Sara,

Perhaps I was harsh. You say they are Golden people who do what they want and can do no wrong is, perhaps, a nice way of saying, "Self-centered, reckless, unaccountable, with no moral compass."

It's not that I was expecting Yoyo to bring these points up at the bleachers, it's just that I was trying to highlight the insanity/imbalance of the situation. He points out his daughter's failings vis a vis his mother, yet ingnores that she's best friends with his mistress. Will that not wound a young teenager's soul to think her grandmother publicly embraces a home-wrecker, adulterer and a rival to her mother? It's like trying to maintain normalcy while living in a family of mafia-bosses.

No..it's more like a Greek Tragedy.

Yoyo,

I'm not qualified to offer advice. I'm not successful at doing this. Sara made it though, I haven't.

I just want, perhaps, you not to hide behind the convenient category of "mid-life crisis" or "fog". I don't think he's going to snap out of anything, because he's acting according to character -- he never stoppped being who he is. The sooner that's clearer, the more effective your DB efforts will be.

All men will be kind and sweet in courtship. Three hard questions to ask, like the old folks used to say, "What about his family, his character, and his faith?" What does he believe about right and wrong? Why does he think he's a "golden" person, completely unaccountable and reckless?

I think it's more fruitful to say, "I want him to change and become an intentional husband and father, a more attentive, accountable person, who can admit his own faults, correct them, and who can see that adultery is dead wrong and can commit to fidelity in a marriage with me".

Because you see, that description is not who he is now, or, perhaps, ever was. But...people can change.
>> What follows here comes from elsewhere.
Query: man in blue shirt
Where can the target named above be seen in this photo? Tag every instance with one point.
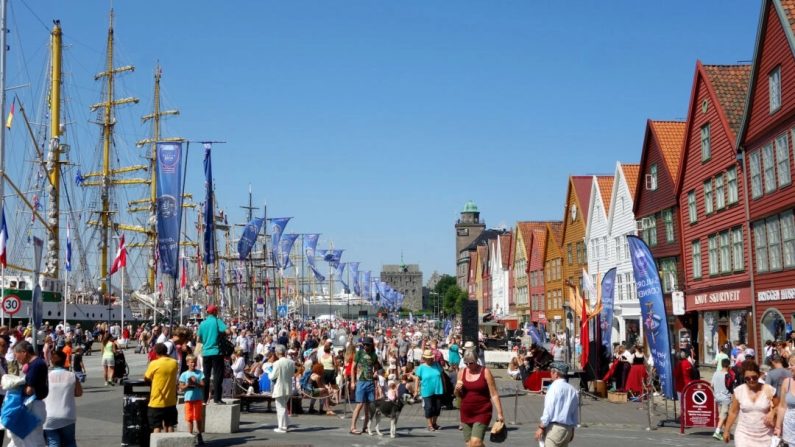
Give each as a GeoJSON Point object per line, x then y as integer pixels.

Miracles happen.

But you are looking for change, not a return of his old self.

Does that make sense?

In my situation, my wife's complaints about me are legitmate, for the most part. What she's turned off by are character flaws, weaknesses, an inattention to my appearance and weight, and selfish personality traits. I'm not in a Mid life crisis. There's no old Theoden that needs to re-emerge. The old Theoden, which the only one there is, needs to change.

He has no problem giving you lists of demands for your change: cook more, clean more, give him more sex, treat him like a king, be nice to his mother, don't nag at him, be a Suzy home-maker.

What if you handed him a list of the changes you need for him to make this marriage work? What would he say?

Why do YOU need to be the one to make the all changes? It's seems imbalanced.

Sara, isn't Retrouvaille, at least, all about mutual communication and change?

Just a thought.

--Theoden

Last edited by theoden; 09/16/08 04:38 PM.